Since the beginning of the Assassin’s Creed series, there has always been an emphasis on stealth but the freedom has always been there should you choose a more heavy-handed approach and murder everyone in sight. As I mentioned earlier, Jacob and Evie have very different personalities and those personalities are reflected in what that character does best.
Jacob is more confrontational and is a much stronger fighter who specialises in dishing out, as well as mitigating, a lot of damage in a brawl, and is therefor the better choice when participating in gang wars or fight clubs. Evie is more agile and stealthy with one of her character-specific abilities allowing her to become completely invisible in stealth mode, making her the obvious choice when you’d rather not attract a lot of attention. Regardless of your preferred approach, Jacob and Evie share ability points, crafting materials, and money, so you won’t hinder one character’s development by spending too much time playing with the other. You can switch between them at will during free-roam and all of the liberation activities and income opportunities; such as fight clubs, cargo hijacks, and races; can be completed with either character. Most of the side and story missions, however, are character specific and the game will automatically switch to the appropriate character when you initiate them.

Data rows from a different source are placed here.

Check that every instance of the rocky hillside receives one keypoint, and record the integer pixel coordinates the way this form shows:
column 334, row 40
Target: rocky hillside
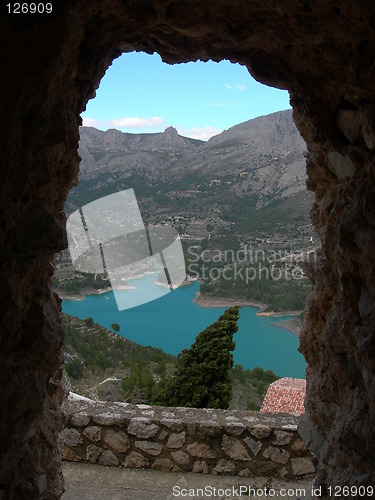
column 261, row 158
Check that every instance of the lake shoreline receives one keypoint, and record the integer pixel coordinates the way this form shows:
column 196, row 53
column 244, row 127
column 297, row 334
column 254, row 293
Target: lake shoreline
column 293, row 324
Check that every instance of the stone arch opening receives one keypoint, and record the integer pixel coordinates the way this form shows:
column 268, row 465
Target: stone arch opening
column 267, row 355
column 323, row 54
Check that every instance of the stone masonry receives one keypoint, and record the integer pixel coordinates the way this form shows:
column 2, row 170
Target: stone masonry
column 230, row 442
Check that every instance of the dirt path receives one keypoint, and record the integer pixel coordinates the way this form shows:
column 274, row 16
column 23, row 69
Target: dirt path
column 95, row 482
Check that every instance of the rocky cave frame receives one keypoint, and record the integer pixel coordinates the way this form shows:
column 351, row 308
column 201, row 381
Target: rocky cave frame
column 323, row 52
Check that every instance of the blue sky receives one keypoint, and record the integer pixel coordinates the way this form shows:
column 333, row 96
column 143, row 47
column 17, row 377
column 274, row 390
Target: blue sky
column 139, row 93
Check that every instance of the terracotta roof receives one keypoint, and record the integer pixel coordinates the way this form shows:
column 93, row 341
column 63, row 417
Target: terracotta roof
column 286, row 395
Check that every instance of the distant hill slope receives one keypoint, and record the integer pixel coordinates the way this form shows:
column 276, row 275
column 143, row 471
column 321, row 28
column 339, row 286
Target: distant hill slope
column 261, row 158
column 97, row 361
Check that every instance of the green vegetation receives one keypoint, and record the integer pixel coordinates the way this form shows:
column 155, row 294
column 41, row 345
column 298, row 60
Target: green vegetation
column 137, row 374
column 203, row 375
column 96, row 350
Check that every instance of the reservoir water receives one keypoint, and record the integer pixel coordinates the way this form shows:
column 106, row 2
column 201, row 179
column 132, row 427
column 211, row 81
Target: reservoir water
column 173, row 321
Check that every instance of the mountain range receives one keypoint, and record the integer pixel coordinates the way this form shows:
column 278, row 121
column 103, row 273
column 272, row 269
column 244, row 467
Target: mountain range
column 256, row 167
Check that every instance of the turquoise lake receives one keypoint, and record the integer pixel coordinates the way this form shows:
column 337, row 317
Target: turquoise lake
column 173, row 321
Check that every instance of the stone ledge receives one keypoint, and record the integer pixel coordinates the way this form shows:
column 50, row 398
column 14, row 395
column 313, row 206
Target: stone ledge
column 231, row 442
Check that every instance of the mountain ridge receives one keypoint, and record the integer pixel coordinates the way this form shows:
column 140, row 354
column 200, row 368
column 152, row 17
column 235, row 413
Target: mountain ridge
column 262, row 158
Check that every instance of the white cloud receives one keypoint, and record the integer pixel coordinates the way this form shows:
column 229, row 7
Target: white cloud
column 236, row 86
column 135, row 122
column 126, row 122
column 203, row 134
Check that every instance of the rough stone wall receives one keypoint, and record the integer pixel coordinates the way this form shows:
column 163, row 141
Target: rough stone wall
column 181, row 439
column 323, row 52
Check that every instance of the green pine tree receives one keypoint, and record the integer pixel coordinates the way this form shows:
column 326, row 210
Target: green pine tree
column 203, row 375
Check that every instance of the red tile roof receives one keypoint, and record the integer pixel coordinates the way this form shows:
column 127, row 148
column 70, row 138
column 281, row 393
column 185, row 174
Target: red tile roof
column 286, row 395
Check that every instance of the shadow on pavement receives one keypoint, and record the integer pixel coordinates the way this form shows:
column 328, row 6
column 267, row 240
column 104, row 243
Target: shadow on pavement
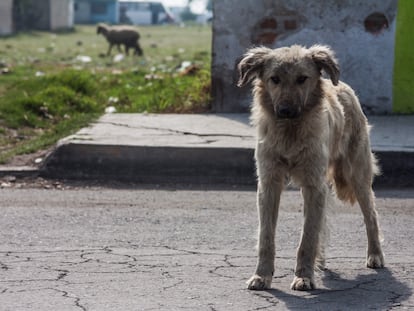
column 379, row 290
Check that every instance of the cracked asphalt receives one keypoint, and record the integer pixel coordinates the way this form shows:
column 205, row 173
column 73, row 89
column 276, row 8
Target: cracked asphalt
column 94, row 248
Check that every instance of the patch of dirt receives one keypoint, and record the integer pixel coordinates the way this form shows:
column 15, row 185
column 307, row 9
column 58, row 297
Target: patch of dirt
column 35, row 159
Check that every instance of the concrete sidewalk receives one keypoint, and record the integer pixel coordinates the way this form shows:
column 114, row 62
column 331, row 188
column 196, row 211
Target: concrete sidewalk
column 208, row 148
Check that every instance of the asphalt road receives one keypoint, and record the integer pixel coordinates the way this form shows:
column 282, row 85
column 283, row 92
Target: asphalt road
column 159, row 249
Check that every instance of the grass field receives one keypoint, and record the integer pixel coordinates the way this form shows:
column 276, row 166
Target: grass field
column 52, row 84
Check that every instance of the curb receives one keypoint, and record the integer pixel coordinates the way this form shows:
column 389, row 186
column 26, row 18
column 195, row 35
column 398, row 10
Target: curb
column 199, row 165
column 151, row 165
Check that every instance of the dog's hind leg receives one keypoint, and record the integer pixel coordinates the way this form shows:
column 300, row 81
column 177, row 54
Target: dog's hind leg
column 365, row 197
column 268, row 199
column 314, row 211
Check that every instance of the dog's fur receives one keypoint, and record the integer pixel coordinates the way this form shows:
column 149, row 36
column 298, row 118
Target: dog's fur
column 313, row 131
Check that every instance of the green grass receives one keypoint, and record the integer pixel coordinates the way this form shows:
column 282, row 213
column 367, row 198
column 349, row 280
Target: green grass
column 47, row 92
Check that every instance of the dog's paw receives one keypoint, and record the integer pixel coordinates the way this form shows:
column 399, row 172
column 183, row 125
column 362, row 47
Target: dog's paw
column 375, row 261
column 257, row 282
column 302, row 284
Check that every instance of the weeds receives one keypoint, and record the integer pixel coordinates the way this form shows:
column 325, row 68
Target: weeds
column 48, row 94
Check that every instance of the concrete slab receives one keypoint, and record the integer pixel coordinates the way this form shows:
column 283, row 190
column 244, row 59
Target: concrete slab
column 207, row 148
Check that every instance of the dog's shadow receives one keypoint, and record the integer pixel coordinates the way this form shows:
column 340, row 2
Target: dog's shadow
column 379, row 290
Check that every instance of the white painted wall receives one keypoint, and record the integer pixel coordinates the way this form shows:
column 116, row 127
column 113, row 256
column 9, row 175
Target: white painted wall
column 366, row 59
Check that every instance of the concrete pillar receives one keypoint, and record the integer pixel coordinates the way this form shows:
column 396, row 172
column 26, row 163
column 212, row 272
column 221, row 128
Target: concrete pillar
column 361, row 33
column 6, row 17
column 61, row 14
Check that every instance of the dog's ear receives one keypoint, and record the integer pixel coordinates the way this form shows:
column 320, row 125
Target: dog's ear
column 251, row 65
column 324, row 58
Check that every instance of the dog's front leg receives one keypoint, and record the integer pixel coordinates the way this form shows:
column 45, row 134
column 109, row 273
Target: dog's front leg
column 314, row 209
column 268, row 198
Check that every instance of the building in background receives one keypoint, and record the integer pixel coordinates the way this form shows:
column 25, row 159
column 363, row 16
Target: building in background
column 18, row 15
column 96, row 11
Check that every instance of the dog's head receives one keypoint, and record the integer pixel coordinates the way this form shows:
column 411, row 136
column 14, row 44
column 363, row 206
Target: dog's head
column 290, row 76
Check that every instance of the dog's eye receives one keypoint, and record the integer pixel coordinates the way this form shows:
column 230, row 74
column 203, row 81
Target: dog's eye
column 301, row 79
column 275, row 79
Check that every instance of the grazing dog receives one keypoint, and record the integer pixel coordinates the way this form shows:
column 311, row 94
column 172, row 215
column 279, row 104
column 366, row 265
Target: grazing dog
column 313, row 131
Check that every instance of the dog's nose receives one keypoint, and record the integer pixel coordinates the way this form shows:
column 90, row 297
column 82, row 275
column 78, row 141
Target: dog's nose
column 287, row 110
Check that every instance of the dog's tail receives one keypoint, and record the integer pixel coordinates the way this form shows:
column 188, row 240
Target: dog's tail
column 340, row 177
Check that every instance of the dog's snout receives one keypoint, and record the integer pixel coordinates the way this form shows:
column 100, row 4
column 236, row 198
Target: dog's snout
column 286, row 110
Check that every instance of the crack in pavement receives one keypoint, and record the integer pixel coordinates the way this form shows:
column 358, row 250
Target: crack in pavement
column 176, row 270
column 178, row 131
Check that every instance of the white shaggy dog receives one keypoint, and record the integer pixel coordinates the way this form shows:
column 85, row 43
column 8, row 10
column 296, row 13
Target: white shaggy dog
column 313, row 131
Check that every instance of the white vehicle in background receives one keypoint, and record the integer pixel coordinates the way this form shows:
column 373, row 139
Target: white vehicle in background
column 137, row 12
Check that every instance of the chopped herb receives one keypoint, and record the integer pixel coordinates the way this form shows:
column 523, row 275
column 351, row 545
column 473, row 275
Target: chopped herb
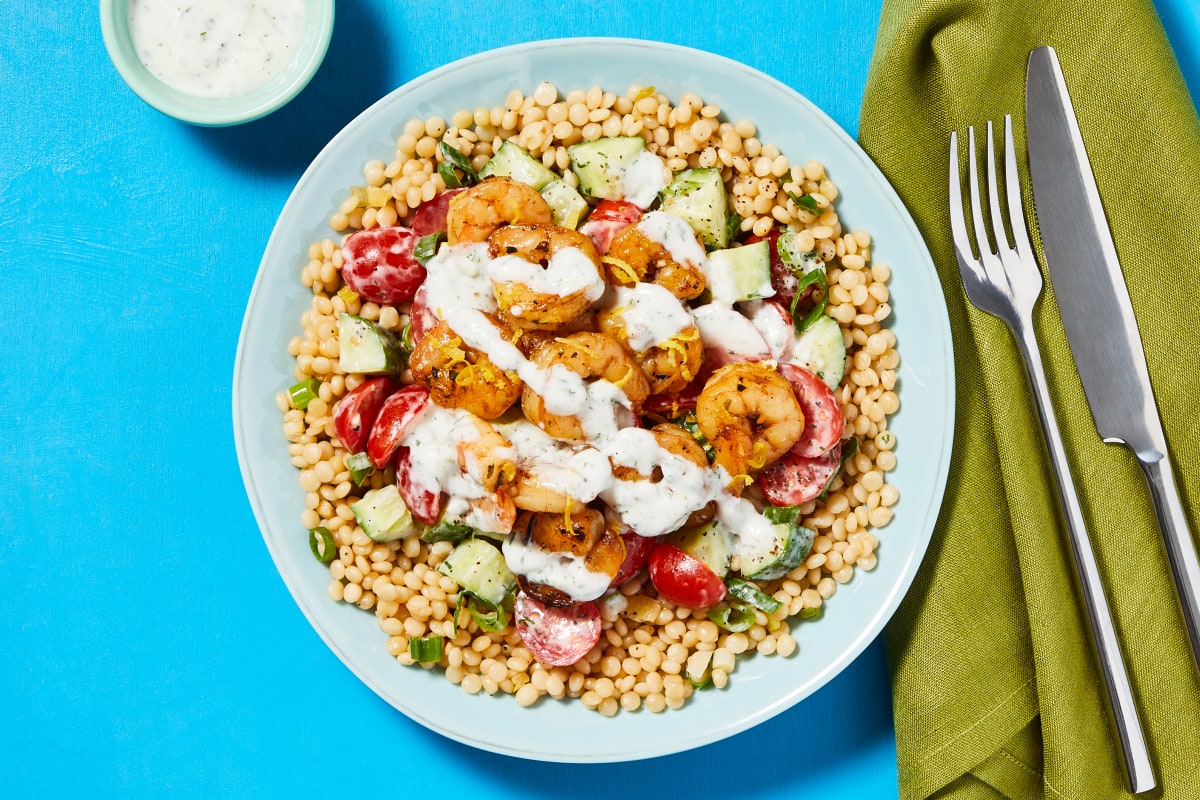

Like Unity, there is very little focus on present day events, with only a few video clips of Shaun and Rebecca on the run from a group of Templars whilst tracking down an artifact from the precursor society. The Juno story that was introduced in the Ezio story arc remains largely neglected and I can’t help but feel that Ubisoft have written themselves into a corner and aren’t entirely sure where they hope this story will lead. I know that a lot of people didn’t enjoy the present-day missions in the older entries of the series but I’m still holding onto the hope that we will eventually see some development on that front because I think that it has a lot of potential for the overall story.
Horses for Courses
There seems to be 2 types of Assassin’s Creed fans: those who hated Arno and the French revolution, and those like myself who find themselves repeatedly saying, “I actually liked Unity” and receiving a response of utter disgust. Sure, the bugs and glitches were a pain but the parkour had been overhauled for the better, the massive crowds helped to illustrate the tension of the time period, and Ubisoft introduced a lot of interesting new mission types. Many of those elements have returned in Syndicate and while the game is not perfect, it’s still very enjoyable and there is a lot of fun things to do to occupy your time in England’s capital. Whether you’re a die-hard fan of the series or you haven’t played the series in a few years and were looking at getting back into it, Assassin’s Creed: Syndicate will be right up your alley. If, however, you feel that the series has gotten stale and you didn’t get much enjoyment from Unity last year, you may want to give this one a miss.